Anyway, Welcome to TSF mate 

I think it could just be that your console has finally "had it" as they say. 6 years of regular use could have caused it to become faulty.

However, we can still try and get it going good again 

You said about the dust being removed which shows that you opened up your console. I would like you to try turning it on and checking to see if the fans power up (as they may have failed).

I believe it is overheating due to the fact that you said the PS1/2 games work (which tells us it can run lesser graphics fine - they produce less heat as the GPU/CPU is working less hard).


----------



## johnnymx

I appreciate the welcome, Redeye. Ok. So... the fan? I turn my sound system off and I can hear a faint whirring. Seems like it is. ... It seems it just got a little louder, about 10+ minutes in now. Though it still seems faint and the right side (under the the exhaust vents) seems very hot already. PS2 game is still running fine.

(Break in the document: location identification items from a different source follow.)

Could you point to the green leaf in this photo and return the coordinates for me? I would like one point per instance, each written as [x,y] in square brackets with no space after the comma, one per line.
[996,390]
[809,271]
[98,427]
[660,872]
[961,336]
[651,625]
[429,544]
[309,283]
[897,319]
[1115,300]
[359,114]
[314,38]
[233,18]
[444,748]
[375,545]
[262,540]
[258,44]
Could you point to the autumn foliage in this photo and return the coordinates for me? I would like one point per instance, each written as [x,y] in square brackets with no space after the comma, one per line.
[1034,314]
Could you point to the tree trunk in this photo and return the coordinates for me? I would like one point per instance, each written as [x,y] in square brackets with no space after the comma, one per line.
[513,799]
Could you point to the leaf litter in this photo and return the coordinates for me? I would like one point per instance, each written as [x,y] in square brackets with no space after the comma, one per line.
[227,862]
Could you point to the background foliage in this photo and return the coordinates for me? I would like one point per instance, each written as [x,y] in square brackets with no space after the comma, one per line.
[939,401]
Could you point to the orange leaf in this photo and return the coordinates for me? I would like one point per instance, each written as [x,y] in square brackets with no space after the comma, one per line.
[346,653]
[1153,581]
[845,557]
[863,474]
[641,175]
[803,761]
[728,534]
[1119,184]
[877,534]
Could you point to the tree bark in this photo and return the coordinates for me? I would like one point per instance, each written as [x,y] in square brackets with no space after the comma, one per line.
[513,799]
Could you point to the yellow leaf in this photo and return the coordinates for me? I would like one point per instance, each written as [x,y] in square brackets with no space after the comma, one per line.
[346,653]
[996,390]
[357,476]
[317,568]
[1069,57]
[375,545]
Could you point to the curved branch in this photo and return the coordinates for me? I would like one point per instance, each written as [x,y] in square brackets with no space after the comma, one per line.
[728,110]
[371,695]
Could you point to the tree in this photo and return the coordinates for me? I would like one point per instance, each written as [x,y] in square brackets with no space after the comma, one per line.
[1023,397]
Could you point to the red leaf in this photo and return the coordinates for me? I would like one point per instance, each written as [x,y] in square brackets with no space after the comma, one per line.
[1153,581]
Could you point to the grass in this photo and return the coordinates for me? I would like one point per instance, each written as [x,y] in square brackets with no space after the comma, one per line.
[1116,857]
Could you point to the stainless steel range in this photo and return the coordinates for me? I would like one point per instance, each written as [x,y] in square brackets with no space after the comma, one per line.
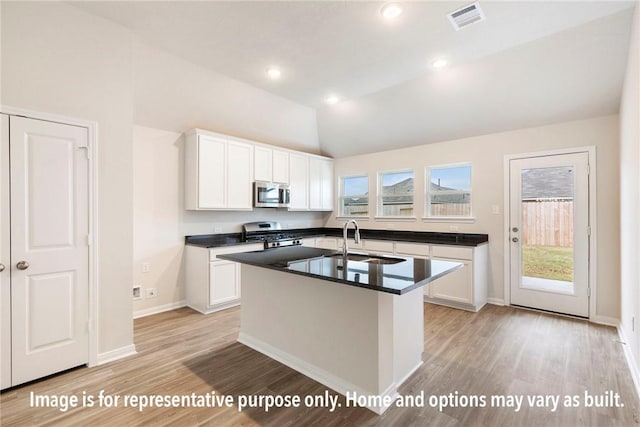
[271,233]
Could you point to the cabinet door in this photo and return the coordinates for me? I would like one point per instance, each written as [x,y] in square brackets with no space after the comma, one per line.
[327,185]
[456,286]
[224,283]
[315,183]
[299,181]
[280,166]
[263,164]
[239,172]
[212,182]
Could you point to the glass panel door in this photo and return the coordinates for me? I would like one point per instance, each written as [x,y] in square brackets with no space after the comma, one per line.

Is there anything else I can do to test if it's the fan? It's alright if it's "had it" as you say. It's pretty old and I feel lucky it went for this long. Though I'm not yet ready to dump time and money into a replair/replacement yet.


----------



## hasseli

You can insert any game inside (PS3 game, blueray-disc) and just let the intro video run for a while or let the game be in the game menu for a while.


----------



## johnnymx

Ok. So I finally got around to trying Hasseli's suggestion. I let it sit on the menu screen for over 20 minutes. It goes into and out of the intro movies. No problem. I start up a New Game, and less than 5 minutes, the screen flickers and textures start forming spikes again.

Yet, still no sign of glitching on any non-PS3 title or blu-ray movies. I'm afraid to take the thing apart again. I might make it so I can't play anything at all. But I will say that talking with a Sony Rep on the phone and following those steps definitely made it worse. It just makes it lock up faster now.


----------



## 1 g0t 0wn3d

I believe that you have a problem with the thermal interface material between your chip and heat sink. Without a good connection between the cpu/gpu the heat sink can not absorb the heat put out by the components fast enough. Can you feel lots of hot air being expelled or is the air cooler than it seems like it should be based on how hot the system itself is.


----------



## 1 g0t 0wn3d

This person had a similar issue and it was fixed by a thermal paste replacement
http://boardsus.playstation.com/t5/...mal-compound-replacement/td-p/34633624/page/3


----------